Торопливыми шагами иду к подъезду и скрываюсь за дверью ровно в тот момент, когда Корнеев психует и с визгом шин срывается с места.
Не останавливаясь, я бегу по ступеням в общежитие.
Спотыкаюсь на пороге, но, не обращая внимания на мандраж, врываюсь в свою комнату, закрываю дверь и, прислонившись к ней спиной, сползаю на пол.
Я так и сижу, дрожа и задыхаясь от бурлящих во мне эмоций, которые не могут найти выход. Но самое ужасное в том, что я не думаю о Роме в этот момент. Я думаю о поцелуе, от которого мои губы до сих пор покалывает жаром.

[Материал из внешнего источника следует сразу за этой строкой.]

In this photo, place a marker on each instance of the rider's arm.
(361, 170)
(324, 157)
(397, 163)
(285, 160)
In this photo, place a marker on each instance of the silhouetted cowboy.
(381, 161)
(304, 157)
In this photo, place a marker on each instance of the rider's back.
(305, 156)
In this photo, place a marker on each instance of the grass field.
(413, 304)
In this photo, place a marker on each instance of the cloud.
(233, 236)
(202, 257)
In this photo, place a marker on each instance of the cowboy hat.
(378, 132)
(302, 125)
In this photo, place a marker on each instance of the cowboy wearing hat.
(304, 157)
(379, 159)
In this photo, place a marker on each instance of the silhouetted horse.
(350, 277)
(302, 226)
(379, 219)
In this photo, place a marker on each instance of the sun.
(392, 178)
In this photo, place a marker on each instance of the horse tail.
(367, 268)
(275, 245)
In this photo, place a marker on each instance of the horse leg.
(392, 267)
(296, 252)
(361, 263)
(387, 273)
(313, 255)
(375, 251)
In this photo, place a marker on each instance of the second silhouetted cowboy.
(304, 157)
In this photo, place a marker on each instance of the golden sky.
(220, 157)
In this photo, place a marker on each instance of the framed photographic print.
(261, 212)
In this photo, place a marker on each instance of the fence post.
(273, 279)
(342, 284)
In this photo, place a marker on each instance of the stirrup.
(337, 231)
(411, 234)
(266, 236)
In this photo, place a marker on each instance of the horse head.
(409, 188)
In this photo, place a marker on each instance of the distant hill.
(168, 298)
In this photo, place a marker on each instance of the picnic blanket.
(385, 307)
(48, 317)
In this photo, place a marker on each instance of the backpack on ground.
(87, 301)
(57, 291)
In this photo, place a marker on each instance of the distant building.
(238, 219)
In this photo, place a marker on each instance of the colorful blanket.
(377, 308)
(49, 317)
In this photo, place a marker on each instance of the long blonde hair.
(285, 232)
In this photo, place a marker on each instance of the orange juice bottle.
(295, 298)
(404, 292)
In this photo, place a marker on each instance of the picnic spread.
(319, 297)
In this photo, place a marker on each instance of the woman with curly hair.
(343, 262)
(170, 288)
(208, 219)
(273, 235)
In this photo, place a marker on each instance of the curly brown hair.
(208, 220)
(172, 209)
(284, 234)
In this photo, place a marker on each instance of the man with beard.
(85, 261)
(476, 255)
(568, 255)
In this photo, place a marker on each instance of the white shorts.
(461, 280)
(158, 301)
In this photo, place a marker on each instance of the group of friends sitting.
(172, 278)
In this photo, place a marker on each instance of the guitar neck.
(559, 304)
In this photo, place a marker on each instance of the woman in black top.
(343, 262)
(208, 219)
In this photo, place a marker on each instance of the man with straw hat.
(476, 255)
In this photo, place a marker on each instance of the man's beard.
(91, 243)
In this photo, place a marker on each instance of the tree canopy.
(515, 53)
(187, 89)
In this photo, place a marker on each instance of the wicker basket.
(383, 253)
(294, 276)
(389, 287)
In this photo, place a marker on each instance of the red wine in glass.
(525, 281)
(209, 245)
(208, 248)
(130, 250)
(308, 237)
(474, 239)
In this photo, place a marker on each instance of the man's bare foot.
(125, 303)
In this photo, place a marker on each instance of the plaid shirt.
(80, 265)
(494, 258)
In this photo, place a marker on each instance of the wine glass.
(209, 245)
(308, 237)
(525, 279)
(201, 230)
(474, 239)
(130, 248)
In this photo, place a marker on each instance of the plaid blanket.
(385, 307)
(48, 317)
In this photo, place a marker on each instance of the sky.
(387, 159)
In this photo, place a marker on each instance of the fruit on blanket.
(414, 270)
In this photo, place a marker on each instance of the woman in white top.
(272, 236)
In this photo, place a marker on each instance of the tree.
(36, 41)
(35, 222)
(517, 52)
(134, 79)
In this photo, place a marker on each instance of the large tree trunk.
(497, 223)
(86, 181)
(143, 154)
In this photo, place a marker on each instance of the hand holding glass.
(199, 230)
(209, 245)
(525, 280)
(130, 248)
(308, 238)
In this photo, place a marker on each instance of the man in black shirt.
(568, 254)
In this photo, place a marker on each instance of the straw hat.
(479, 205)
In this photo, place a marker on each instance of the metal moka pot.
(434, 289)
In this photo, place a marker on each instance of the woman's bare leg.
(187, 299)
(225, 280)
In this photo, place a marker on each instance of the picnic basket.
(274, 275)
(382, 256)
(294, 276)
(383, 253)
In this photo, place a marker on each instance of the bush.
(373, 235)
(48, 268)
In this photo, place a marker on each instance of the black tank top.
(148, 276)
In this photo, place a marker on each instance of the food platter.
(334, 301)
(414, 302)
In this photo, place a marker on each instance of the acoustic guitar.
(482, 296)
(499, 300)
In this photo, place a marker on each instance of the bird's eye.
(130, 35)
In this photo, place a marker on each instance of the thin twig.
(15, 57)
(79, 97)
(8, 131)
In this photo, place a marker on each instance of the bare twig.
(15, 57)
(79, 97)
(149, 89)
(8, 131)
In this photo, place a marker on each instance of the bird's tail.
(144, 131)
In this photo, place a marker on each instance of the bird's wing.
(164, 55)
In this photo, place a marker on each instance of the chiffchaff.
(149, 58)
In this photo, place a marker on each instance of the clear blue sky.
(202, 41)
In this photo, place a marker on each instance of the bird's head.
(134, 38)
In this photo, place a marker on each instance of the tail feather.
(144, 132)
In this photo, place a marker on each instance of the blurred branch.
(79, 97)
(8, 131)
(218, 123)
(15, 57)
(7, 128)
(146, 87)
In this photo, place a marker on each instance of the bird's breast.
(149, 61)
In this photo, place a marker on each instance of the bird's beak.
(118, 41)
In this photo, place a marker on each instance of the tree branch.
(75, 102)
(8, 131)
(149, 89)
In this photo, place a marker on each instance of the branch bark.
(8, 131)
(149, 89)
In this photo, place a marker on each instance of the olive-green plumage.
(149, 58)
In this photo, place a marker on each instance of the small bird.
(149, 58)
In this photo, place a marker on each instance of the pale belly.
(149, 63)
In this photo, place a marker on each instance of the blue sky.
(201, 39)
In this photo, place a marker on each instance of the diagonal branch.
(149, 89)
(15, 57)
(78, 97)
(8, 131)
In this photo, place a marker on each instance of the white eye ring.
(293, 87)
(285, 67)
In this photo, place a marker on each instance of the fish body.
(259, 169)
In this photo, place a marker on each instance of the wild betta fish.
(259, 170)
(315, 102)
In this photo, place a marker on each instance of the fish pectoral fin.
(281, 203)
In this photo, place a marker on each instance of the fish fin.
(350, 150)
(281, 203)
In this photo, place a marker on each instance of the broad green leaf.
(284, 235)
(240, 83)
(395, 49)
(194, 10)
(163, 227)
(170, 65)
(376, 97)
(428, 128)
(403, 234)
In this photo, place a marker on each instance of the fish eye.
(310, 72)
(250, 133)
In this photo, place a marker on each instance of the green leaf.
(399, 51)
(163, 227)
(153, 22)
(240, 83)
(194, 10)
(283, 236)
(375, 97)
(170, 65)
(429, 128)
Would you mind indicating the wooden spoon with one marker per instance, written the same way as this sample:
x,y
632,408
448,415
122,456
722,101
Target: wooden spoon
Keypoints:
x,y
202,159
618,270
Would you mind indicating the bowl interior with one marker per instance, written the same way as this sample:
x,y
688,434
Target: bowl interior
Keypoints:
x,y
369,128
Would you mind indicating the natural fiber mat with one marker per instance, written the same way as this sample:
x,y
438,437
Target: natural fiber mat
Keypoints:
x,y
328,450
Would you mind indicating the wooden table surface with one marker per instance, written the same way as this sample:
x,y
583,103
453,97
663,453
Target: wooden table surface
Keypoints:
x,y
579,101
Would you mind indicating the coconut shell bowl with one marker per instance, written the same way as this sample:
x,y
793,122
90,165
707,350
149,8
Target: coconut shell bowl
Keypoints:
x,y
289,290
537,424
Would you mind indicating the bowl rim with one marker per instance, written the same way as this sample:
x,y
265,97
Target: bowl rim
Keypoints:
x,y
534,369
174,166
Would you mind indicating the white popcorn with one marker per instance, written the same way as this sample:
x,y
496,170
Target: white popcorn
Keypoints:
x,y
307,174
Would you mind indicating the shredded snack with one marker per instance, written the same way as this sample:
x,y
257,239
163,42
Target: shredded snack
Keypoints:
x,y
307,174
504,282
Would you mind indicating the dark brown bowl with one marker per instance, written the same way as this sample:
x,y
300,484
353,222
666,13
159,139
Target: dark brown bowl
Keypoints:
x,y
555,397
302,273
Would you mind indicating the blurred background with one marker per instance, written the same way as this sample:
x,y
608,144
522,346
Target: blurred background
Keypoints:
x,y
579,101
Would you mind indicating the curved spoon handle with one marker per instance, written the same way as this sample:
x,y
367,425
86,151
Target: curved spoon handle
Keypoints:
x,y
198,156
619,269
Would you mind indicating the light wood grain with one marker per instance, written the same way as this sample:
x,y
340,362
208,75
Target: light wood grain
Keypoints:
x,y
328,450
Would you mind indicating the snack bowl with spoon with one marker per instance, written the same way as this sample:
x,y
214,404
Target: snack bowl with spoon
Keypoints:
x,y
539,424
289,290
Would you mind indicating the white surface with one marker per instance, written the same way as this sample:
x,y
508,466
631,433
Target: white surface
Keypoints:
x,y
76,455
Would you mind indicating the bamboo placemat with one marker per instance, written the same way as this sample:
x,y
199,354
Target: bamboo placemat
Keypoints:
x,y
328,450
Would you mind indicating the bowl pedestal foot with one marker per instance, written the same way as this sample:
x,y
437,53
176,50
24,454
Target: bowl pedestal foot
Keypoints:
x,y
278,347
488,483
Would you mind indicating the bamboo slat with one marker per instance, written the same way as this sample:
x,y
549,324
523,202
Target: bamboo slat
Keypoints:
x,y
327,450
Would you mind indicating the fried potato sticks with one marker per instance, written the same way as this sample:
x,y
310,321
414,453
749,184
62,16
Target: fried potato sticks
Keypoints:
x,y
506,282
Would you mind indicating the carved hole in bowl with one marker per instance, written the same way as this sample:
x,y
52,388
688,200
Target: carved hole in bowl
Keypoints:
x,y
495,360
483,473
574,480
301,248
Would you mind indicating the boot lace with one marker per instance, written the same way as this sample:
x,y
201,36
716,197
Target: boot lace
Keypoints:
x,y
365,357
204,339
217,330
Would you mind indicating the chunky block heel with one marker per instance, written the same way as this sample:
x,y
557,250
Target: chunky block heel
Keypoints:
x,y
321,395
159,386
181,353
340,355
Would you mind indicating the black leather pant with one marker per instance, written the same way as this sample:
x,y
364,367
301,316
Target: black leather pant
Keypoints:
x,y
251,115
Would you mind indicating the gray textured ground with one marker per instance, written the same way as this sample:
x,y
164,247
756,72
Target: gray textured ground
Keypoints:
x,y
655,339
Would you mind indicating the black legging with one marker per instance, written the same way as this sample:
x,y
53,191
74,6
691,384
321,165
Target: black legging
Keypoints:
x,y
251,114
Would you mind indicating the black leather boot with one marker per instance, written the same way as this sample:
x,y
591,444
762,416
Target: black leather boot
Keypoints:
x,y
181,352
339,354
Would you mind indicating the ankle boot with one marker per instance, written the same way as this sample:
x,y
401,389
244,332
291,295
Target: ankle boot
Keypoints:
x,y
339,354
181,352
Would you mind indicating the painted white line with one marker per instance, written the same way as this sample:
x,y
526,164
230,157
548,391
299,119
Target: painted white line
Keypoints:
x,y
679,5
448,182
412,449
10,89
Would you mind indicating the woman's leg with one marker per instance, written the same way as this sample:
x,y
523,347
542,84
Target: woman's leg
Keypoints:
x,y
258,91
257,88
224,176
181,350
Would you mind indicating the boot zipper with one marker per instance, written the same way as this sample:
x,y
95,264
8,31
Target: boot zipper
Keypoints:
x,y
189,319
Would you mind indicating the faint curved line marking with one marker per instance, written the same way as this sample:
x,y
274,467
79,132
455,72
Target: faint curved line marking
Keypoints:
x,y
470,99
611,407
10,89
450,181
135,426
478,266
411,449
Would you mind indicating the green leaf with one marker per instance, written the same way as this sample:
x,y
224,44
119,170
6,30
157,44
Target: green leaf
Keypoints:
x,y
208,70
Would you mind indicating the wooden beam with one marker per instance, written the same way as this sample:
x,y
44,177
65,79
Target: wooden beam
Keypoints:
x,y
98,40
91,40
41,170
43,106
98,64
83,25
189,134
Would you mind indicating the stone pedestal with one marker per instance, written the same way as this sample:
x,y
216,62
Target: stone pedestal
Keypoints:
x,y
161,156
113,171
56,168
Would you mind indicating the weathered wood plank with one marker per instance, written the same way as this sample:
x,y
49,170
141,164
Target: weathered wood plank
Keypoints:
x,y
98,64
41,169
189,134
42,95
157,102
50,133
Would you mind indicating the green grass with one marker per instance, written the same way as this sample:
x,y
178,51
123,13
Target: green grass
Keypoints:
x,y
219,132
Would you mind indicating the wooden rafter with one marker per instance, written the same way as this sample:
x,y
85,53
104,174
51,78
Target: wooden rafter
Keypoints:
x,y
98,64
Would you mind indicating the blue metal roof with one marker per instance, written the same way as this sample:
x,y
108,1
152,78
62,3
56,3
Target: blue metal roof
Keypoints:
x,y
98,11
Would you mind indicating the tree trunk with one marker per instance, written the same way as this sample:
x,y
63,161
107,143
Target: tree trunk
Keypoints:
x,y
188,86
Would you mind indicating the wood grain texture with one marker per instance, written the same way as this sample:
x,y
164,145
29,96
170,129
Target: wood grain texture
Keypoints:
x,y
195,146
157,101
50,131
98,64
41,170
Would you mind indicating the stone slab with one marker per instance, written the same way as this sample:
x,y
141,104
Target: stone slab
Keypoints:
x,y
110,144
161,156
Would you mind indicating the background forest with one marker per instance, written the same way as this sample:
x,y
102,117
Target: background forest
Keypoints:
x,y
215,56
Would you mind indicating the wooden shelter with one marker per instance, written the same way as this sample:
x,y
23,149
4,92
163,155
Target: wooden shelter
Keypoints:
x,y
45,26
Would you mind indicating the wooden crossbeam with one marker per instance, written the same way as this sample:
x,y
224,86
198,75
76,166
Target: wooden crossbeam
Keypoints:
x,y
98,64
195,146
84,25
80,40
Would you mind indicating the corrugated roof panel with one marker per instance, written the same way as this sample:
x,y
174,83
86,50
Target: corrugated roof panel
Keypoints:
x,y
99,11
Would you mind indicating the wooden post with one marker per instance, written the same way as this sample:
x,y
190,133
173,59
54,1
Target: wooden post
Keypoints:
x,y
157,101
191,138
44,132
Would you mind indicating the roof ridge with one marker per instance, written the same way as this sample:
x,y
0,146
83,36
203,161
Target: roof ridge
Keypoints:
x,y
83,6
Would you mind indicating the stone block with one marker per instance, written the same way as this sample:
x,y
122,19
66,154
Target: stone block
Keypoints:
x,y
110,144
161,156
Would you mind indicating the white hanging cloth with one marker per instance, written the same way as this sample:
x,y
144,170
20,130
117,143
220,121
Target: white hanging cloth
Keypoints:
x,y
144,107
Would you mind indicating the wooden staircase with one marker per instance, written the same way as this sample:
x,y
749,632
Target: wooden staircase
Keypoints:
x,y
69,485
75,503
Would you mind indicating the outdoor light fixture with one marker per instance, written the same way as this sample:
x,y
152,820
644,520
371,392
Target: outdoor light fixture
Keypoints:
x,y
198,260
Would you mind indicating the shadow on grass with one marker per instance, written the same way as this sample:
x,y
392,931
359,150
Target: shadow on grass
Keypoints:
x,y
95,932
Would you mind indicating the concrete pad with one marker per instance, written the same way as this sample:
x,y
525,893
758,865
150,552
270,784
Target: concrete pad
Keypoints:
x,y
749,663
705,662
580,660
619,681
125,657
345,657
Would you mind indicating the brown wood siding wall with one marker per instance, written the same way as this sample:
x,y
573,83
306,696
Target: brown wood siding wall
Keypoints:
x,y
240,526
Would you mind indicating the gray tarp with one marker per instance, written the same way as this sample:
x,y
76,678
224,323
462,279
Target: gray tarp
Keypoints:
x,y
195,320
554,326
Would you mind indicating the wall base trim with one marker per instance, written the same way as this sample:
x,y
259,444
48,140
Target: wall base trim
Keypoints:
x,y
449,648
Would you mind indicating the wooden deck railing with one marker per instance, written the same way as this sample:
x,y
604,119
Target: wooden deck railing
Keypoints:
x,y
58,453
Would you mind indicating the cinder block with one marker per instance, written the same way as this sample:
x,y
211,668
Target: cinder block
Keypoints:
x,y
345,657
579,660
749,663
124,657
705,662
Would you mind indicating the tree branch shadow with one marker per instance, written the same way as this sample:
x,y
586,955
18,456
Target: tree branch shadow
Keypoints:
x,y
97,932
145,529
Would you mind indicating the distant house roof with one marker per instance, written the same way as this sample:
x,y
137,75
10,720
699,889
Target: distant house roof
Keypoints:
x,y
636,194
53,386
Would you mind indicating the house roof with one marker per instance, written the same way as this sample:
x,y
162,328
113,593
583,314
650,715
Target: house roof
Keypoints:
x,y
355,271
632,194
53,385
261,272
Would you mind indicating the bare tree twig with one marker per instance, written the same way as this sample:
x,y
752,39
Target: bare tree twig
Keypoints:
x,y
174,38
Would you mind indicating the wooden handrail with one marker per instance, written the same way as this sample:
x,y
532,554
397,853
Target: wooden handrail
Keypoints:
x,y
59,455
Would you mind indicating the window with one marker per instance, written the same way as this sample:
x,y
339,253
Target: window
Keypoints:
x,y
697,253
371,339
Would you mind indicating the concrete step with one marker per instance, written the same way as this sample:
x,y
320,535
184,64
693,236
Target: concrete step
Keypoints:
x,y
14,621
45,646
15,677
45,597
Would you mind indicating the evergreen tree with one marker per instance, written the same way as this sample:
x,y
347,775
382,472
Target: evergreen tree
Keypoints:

Подношу к ним подрагивающие пальцы и осторожно провожу по чувственному контуру, позволяя кадрам в голове взрываться залпами красок.
Вот он стоит и прожигает меня горящим взглядом, вот его тяжелая рука путается в моих волосах и вот его рот накрывает мой, лишая возможности дышать…
Острая вспышка прорезает низ живота, и я кладу на него ладонь. Ощущение становится настолько болезненным, что я комкаю халат в кулаке, словно намереваясь добраться до собственных внутренностей и вырвать их к чертовой матери, потому что я не могу это терпеть. Невыносимо просто…
После того как Алмазова еще раз осмотрел фельдшер и вернул его в расположение «спортивных частей», я больше не ложился. Еще нужно придумать, что сказать его родителям. Они привыкли к звонкам с жалобами, но сегодня парень перегнул конкретно. А мне теперь расхлебывать последствия.
Причем не только после выходки Алмазова, но и после своей.
Такое ощущение, что не поцелуй это был, а разряд дефибрилляторами прямо в грудь. Адреналин зашкаливал так, что пришлось до общего подъема идти в зал, а потом спускать остаточный пар в горячем душе. С мыслями о ней.
Вроде не пацан уже, но стоило вспомнить вкус ее губ — и совсем поплыл.
Надеюсь, не я один. Судя по тому, что я за свою наглость не отхватил пощечину, все не так уж и плохо. Наверное.
Блядь.
Из-за Алмазова и так был на взводе, а появление Алисы — контрольный выстрел в мою выдержку.
Сам не пойму, как переступил грань. Обещал ведь себе не делать глупостей, чтобы не спугнуть Ведьму. Но стоило увидеть ее в компании какого-то мудака, сразу переклинило.
А когда поцеловал ее на его глазах, захотелось и вовсе запрыгнуть на капот его тачки, рычать и бить себя в грудь с криком: «Она моя!»
Друг. Как же.
Судя по его кислой роже, я все расценил верно. Как и он, увидев, что Алиса не оттолкнула меня.
На самом деле, я ждал, когда моя щека вспыхнет и в мою сторону посыпятся проклятия, но ни черта подобного.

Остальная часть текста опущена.